How to Check Use of the Root Account

Generate a Credential Report to Verify Use of the Root Account
Because the root account has access to all AWS services and resources in your AWS account, active use of this user should be avoided. There are many layers of security that should surround the root account so that, unless emergency access is required, actions cannot be taken from this account. In this demo, AWS expert Mike Wise will walk through how to identify the last time that the password for the root account was used. 

  1. From the AWS Management Console, navigate to the IAM Dashboard.
  2. To generate the appropriate report, go to the Credential Report section and click Download Report.
  3. Open the CSV file and identify the password_last_used date for <root account>. When was the last time this account was used? If it’s used for daily or frequent actions, this is cause for concern. 

For a visual guide on how to generate a credentials report and check the use of the root account within that report, watch the full demo.   

So, what you’re going to want to do is log in to the AWS Management Console with the user that has permission privileges to see IAM policies and to generate a credentials report.
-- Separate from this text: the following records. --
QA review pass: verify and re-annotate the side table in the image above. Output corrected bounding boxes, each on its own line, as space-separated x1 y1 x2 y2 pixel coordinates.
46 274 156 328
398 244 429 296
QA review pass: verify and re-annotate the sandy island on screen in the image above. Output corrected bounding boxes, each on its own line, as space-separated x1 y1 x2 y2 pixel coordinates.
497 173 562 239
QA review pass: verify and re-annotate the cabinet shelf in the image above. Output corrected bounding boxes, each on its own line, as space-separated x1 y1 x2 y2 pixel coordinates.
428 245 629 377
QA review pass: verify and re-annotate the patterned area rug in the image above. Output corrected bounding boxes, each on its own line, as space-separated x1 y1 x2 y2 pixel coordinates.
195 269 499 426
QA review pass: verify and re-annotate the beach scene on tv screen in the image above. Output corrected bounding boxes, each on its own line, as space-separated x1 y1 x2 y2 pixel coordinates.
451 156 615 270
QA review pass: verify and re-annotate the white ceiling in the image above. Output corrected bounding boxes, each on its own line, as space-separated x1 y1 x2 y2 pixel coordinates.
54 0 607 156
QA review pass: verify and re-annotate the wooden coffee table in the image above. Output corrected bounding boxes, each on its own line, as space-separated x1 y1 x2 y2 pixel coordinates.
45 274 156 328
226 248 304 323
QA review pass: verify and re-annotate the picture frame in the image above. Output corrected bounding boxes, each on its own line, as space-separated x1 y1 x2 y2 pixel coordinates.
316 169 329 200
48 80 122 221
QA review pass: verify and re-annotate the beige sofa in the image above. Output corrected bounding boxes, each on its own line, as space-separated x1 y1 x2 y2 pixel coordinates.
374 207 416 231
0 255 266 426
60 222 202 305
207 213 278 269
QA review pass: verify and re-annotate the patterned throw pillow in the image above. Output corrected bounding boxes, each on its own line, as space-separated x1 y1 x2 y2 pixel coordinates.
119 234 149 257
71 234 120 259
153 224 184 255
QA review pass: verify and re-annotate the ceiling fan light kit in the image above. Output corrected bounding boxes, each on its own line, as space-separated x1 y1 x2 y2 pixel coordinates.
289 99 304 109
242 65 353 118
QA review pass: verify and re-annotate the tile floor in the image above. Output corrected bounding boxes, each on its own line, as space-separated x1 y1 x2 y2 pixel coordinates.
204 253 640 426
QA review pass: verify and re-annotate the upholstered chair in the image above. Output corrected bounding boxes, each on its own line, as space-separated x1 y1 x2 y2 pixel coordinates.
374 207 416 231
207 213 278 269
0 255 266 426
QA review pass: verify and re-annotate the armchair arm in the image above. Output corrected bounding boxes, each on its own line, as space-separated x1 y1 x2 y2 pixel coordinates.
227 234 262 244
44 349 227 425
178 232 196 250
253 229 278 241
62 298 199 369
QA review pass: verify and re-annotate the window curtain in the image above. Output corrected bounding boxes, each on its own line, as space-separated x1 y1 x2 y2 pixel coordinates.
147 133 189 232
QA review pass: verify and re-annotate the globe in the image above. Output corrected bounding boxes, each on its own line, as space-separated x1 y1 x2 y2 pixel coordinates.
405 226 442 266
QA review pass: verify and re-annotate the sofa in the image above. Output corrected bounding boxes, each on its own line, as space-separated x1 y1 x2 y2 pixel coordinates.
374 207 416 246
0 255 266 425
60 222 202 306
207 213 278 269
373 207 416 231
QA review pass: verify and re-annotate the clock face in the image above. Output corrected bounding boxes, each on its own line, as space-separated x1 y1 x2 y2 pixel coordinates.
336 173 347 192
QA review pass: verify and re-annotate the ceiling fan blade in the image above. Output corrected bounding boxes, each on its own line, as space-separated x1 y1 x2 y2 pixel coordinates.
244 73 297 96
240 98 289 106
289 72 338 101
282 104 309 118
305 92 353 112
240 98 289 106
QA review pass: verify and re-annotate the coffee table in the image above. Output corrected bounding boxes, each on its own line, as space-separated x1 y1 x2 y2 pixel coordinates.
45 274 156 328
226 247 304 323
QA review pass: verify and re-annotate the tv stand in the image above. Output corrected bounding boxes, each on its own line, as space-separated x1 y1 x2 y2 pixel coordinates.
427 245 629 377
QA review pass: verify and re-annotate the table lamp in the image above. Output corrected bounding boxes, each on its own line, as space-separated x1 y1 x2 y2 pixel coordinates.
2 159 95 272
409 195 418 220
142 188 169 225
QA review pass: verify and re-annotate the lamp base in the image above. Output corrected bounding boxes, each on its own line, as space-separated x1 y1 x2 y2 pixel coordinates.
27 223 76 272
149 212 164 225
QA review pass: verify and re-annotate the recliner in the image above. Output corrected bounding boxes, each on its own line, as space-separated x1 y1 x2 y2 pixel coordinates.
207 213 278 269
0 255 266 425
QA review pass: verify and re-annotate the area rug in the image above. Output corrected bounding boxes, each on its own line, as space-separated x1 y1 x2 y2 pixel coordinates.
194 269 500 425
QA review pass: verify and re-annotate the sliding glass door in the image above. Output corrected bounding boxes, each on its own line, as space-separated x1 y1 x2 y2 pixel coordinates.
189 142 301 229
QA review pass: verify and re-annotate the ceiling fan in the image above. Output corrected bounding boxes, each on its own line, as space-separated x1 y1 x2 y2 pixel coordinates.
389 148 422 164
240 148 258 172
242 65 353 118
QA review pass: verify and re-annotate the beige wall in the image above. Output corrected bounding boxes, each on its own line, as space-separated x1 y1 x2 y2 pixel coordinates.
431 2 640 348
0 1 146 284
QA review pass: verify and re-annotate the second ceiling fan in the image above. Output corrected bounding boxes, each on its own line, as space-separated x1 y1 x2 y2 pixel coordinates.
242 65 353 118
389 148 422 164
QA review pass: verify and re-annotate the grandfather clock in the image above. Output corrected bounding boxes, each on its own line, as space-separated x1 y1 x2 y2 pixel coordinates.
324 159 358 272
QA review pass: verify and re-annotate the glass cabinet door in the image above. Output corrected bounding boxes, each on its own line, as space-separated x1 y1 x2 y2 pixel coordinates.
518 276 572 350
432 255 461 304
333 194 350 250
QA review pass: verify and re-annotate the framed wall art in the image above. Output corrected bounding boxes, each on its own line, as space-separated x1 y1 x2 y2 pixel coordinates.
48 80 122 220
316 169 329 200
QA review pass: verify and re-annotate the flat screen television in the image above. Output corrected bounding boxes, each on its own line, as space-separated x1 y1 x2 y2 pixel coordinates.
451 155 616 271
We’re going to first log in to the AWS Management Console. Then, we’re going to search for “IAM.” This will take us to the Identity and Access Management screen. From here, we’re going to generate what’s called a credentials report. We’re going to go down here, click on “Credentials Report,” then click “Download.” Once we’ve downloaded a credentials report, which is done in a CSV file, this is what we’ll see. The credentials report has a lot of great information about what’s going on with your IAM users and their settings. From this report, we can look at a couple of different things. We can look at the “user_creation_time” and we can look at the “password_last_used_time.” So, we can see for this demo account that the last time the root account was logged in to was in January 2019. This account is not being frequented for daily use or even just regular administrative actions. This would coincide with avoiding the use of the root account for any access unless it’s emergency access or absolutely required the use of the root account.